Самоеды — у них свои приметы. Они знают, в каком году здесь рыбе не быть, в каком — быть. Рыба, говорят, бывает здесь три года подряд. Потом два года отдыхает. В прошлом годе, как сюда приехал, я и подумал: оттого и нет второе лето рыбы, что время ей отдыхать. А самоеды мне говорят: гляди, будущий год придет, рыба опять уйдет. Она, говорят, стукалок этих никак не терпит. По ихнему и вышло: весной пришла рыба, и вот как вымело. Тут меня сомненье и взяло: а, может, в самом деле местные такие условия. Надо бы проверку сделать, опыты, как говорится, поставить. Ясно, сразу нельзя, чтоб все хорошо. Но добьемся, не может быть, чтоб не добились.
* * *
Когда выходил я из лавки, был уже вечер: Собеседник мой выскочил на крыльцо и еще крикнул мне вдогонку:
— А оснастка рыбницам нужна не астраханская, непременно норвежская. Потому ветров постоянных здесь нет, переменные здесь ветра. Вы в Комитете Севера об этом тоже поговорите.
И я опять подумал:
«Таких побольше — добьются».
* * *
Я застал Валентина за чаем с хозяином.
Кочетов, как все портные, склонен к философии и цветистым выражениям. Безостановочную речь свою он то и дело перемежал двумя никчемными и каждый раз неожиданными словечками: «вообще напежить».
— Я двадцать три года, — говорил Кочетов, — двадцать три года, вообще напежить, служил у крупного эксплуататора, у американского капиталиста Зингера. Делен был — куда там нашим купцам: размах. Ну, однако, таких делов, вообще напежить, как нынешние, не мог. Подумать надо: ведь целину подымать. А какую, позвольте вас спросить, целину? Целину жизни, больших, вообще напежить, тысячелетий пласты. А целина та вечной мерзлотой скована, и в той вечной, вообще напежить, мерзлоте люди со всей своей жизнью вмерзли, подобно как ископаемый допотопный зверь мамонт.

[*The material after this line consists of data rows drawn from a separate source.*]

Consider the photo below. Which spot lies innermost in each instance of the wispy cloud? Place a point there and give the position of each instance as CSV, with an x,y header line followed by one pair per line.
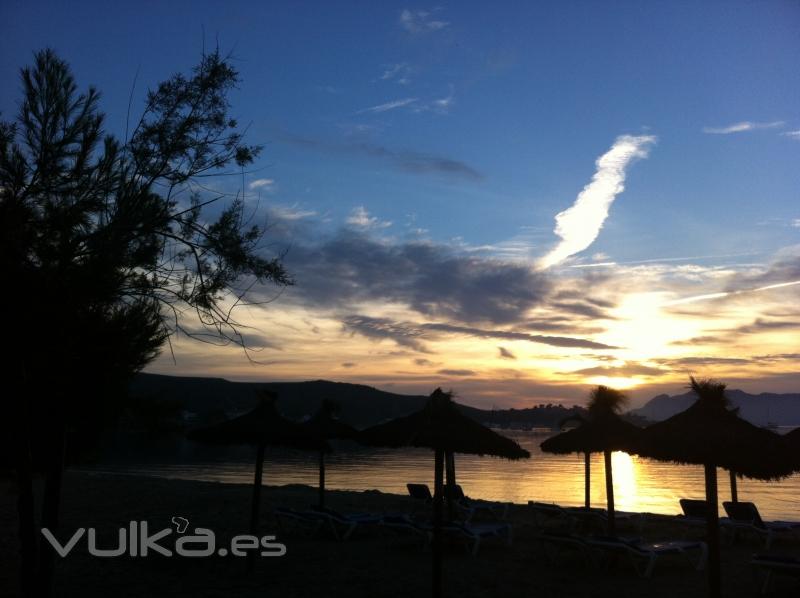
x,y
438,105
387,106
421,21
411,161
721,294
579,225
293,212
399,73
450,372
505,353
412,334
360,218
742,127
262,184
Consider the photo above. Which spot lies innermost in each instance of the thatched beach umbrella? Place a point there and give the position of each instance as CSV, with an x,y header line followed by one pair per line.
x,y
603,431
792,439
324,426
262,427
442,427
710,434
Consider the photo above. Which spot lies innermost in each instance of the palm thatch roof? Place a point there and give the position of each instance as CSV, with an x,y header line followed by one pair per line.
x,y
603,430
709,432
441,426
605,433
261,425
792,441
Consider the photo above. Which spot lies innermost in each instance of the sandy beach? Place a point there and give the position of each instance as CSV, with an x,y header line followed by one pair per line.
x,y
374,562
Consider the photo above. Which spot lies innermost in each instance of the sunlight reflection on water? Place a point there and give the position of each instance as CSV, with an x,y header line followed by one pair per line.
x,y
639,484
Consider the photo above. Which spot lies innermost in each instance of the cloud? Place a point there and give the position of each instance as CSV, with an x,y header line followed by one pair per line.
x,y
262,184
742,127
412,334
360,218
421,21
579,225
401,333
388,106
293,212
456,372
505,353
399,73
435,280
422,362
410,161
627,370
762,325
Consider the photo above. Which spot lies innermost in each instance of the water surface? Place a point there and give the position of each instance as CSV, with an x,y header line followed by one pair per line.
x,y
639,484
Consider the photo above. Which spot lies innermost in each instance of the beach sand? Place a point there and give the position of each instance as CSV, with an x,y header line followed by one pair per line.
x,y
373,563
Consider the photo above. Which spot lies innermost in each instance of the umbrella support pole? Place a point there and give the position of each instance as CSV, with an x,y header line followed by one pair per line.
x,y
322,479
612,527
256,507
712,524
437,523
587,472
450,476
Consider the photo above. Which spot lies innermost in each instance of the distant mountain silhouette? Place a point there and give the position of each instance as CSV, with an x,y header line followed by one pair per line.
x,y
760,409
360,405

В старинных книгах чего только не брехали на самоедцев. Не интересовались? Прежде ндравилось мне, я и на память затвердил. Писалось: «летние месяцы живут в море, а на сухо не живут того доля: того же месяца понеже тело от них, вообще напежить, трескается и они тот месяц в воде лежат, а на берег не могут вылезти». Слыхали такое, а? Да ни один самоедец и плавать-то не умеет, купаться их палками не загонишь. Моется самоедец один-единственный раз в жизни: когда на свет родится, мать его водицей али снегом ополоснет — вот тебе и все, вообще напежить, купанье. Мыло в интегральной лавочке берут, покупают мыло, и очень даже любят. А зачем, думаете? Глаза лечить! Глаза у них у всех больные: дым в чумах и грязища. Так они глаза мылом трут: щиплет, вообще напежить, он и доволен, самоедец-то. Малые дети, а чтоб сказать — не сознательные, этого нет. Вполне к развитию способный народ, все работники про это вам подтвердят.
— Дельный человек, ничего не скажешь, и честный, о копеечку не споткнется. Обдумчивый, вообще напежить, человек: все про жизнь думает, как здесь ее лучше устроить. Партейный.
1 Валькирии - полубожественные девы-воительницы в германской мифологии.
2 Гусь - верхняя одежда северян, сшитая как малица. Меховые гуси шьются волосом наружу.
3 Важенка - самка северного оленя.
4
5 Неплюй - подросший теленок.
6 Окатэтта - в буквальном переводе с самоедского значит - многооленный. Здесь это слово употреблено именно в таком смысле. Кроме того, окатэтта - общеродовое имя многих ямальских самоедов, среди которых есть и безоленные бедняки.